Central Anatolia, along with the historical region of Azerbaijan, is one of the few places in the Middle East that is suitable for nomadic pastoralism. That is why it was occupied first after the Seljuk conquest of Asia. For a long time this land was the stronghold of the Great Steppe until the rise of the Ottoman Empire. It was a settled state, where the Turkic elite staked on the mass conversion to Islam of the Byzantine population and the Balkan Slavs.

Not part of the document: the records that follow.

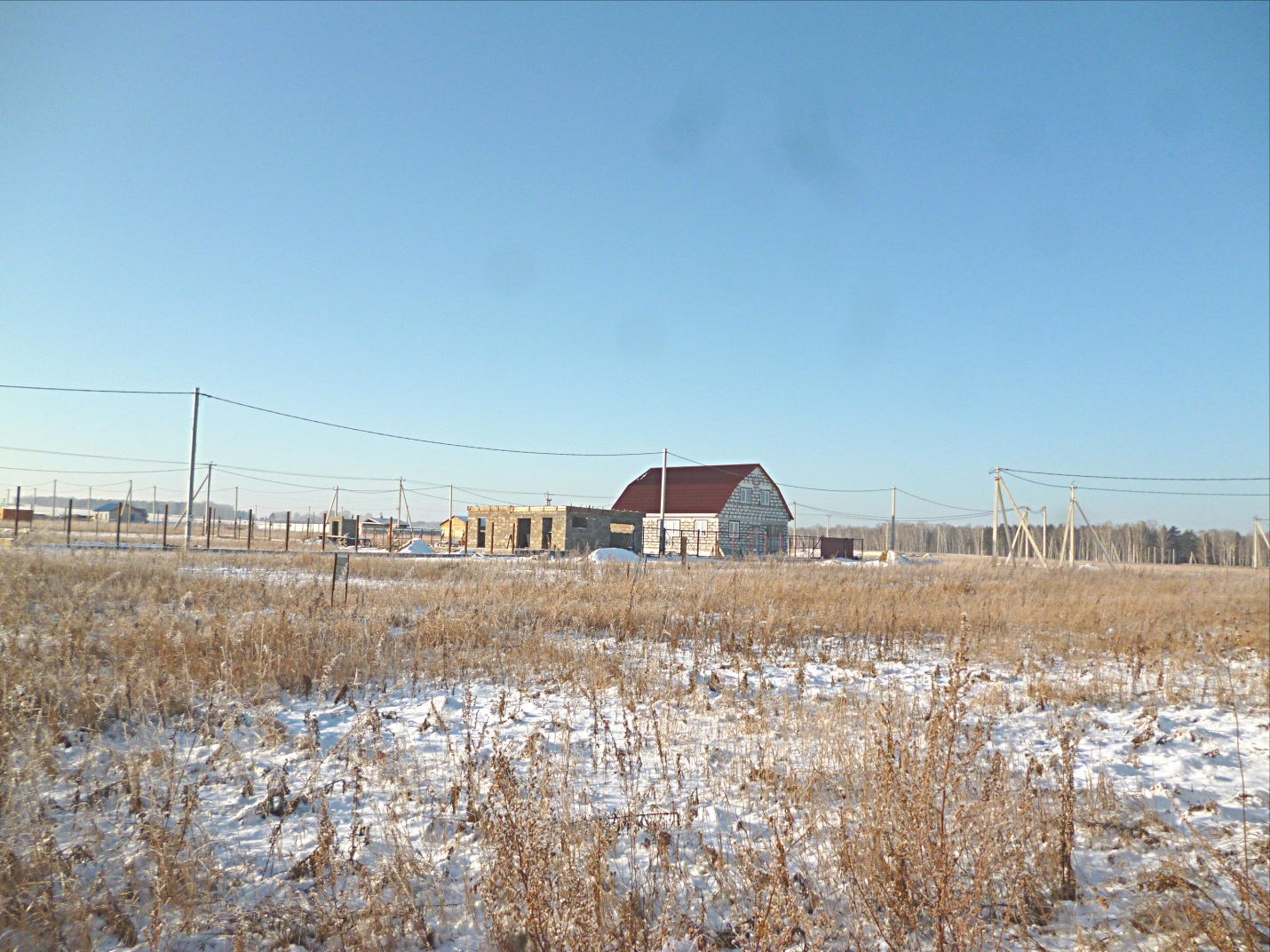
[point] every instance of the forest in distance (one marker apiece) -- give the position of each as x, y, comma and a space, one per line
1140, 543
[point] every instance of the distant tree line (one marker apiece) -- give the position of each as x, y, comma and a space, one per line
1127, 543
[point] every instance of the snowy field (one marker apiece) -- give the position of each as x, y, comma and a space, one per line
667, 758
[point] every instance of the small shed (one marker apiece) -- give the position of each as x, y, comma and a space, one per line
121, 512
342, 528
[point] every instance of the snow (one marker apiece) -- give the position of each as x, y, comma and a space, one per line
614, 555
417, 547
410, 747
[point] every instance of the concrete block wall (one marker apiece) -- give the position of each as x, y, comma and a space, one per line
594, 532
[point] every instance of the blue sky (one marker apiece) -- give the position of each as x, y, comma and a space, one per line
860, 244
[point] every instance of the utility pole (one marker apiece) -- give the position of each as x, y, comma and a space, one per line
1044, 532
661, 520
892, 520
996, 512
207, 508
189, 496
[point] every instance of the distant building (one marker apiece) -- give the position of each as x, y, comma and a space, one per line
724, 511
552, 528
342, 527
121, 512
454, 531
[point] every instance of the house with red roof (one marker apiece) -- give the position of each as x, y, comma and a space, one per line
711, 511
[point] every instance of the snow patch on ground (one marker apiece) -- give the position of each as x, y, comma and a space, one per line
614, 555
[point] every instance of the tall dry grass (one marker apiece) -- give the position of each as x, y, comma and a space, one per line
882, 813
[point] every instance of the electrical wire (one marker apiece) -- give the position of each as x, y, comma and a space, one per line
1146, 479
1140, 491
103, 472
947, 505
93, 390
414, 440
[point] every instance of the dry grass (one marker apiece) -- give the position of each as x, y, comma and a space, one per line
882, 815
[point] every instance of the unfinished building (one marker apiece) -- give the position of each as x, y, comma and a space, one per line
552, 528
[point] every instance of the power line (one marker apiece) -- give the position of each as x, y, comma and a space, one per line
1146, 479
414, 440
103, 472
947, 505
93, 456
1138, 491
91, 390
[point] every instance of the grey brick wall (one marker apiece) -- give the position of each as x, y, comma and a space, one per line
573, 528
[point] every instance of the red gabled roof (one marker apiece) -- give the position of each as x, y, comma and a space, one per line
688, 489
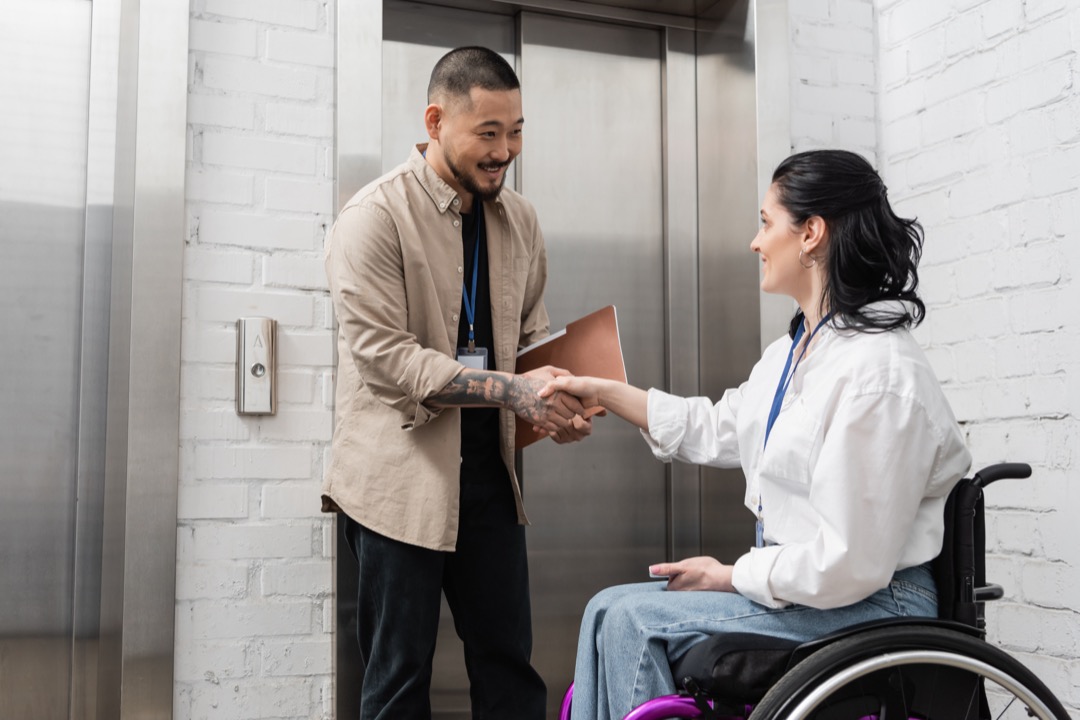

Therefore, the urban culture of the Ottomans, steeped in the power of the sultan and his administrative apparatus, was always in serious conflict with the nomadic tribal system, which presupposed a greater degree of democracy. Even after the liquidation of the great powers of the nomadic Turks, the Kara Koyunlu and Ak Koyunlu confederations, Eastern Anatolia was shaken by numerous popular uprisings.
The Istanbul authorities did not trust the nomads, considering them potential rebels and savages unfamiliar with the refined Ottoman culture. Therefore, the inhabitants of this unruly region were resettled en masse in Syria and Iraq, and their former lands were given to farmers who converted to Islam.
Nevertheless, some number of pastoralists in the central and eastern part of Turkey still survived. Their number is now estimated at about one million, and the number of their assimilated descendants at more than three million. They are the heirs of the Seljuk conquerors of the 11th century, with less ethnic participation of local peoples. It is true that only the smallest fraction of these people are now traveling with their herds.
Before the Ottoman sultans increased the size of the «new army». — the Janissaries, their main military force was the nomadic Turkmen. Therefore, they tried to settle them in strategic and suitable places: in important points in Asia Minor and in the Balkans. In those times they were allocated to a separate sanjak. Standardly it was an administrative-territorial unit, but the Yuryuk sanjak represented actually all nomads of the country, who lived in different places.
The concept itself appeared in the 14th century and was a noun formed from the Turkic word «to walk». That is, in translation, yuryuki are nomads. They were opposed to the settled Turkicized population, descendants of Turks, Middle Eastern peoples and Christians converted to Islam. In parallel, the word «Turkmen», which is older in origin, was and still is used in relation to the Nakh.
Since the Yuriks were an administrative entity, they were not a people or a group of tribes. They included all nomads of the Ottoman Empire: early Seljuk tribes that settled Asia Minor in the 11th century; descendants of the Byzantine military colonists — Pechenegs and Polovtsians; Turkic clans of various origins that were expelled from Central Asia by the Mongols or came with them. The clans of the Kara-Koyunlu and Ak-Koyunlu confederations, the ancestors of the present-day Azerbaijani people, also joined them. The only things they had in common were their nomadic life and being in the status of a Muslim «Cossack army».
Due to not so abundant natural conditions and the necessity to share land with settled inhabitants, goats and sheep were their main means of subsistence. Therefore, the names of the Yuryuk tribes often include the names of these animals. For example, there are tribes Karakechili and Sarykechili — respectively, «black goats» and «yellow goats». Compare this with the names of the Ak-Koyunlu and Kara-Koyunlu powers, which mean «white-baran» and «black-baran».
Because of the advent of civilization back in the Ottoman era, most of the Jurüks were forced to abandon nomadic life and switch to semi-sedentary pastoralism with elements of agriculture. Nowadays, only a small part of them are real nomads. In fact, in winter time Yuruk tents can be found only in the vicinity of the old Seljuk capital of Konya.
Nevertheless, their name means not only their way of farming, but also their special steppe culture and belonging to a large patriarchal family. The Yurüks vaguely feel themselves to be a separate ethnic group from the Turks, and ancestral affiliation is important to them, even if a particular family has not been nomadic for generations. Those of them who have retained their dialect and have not switched to modern Turkish speak a special form of the Turkic language. Unlike Old Ottoman, it is almost devoid of Persian and Arabic words, but has many notions of nomadic life.
Turkish patriots see in these people the last living memory of the medieval greatness of the Oghuz nomads. Therefore, there are some Turks who consider themselves Yurüks but do not belong to their tribes.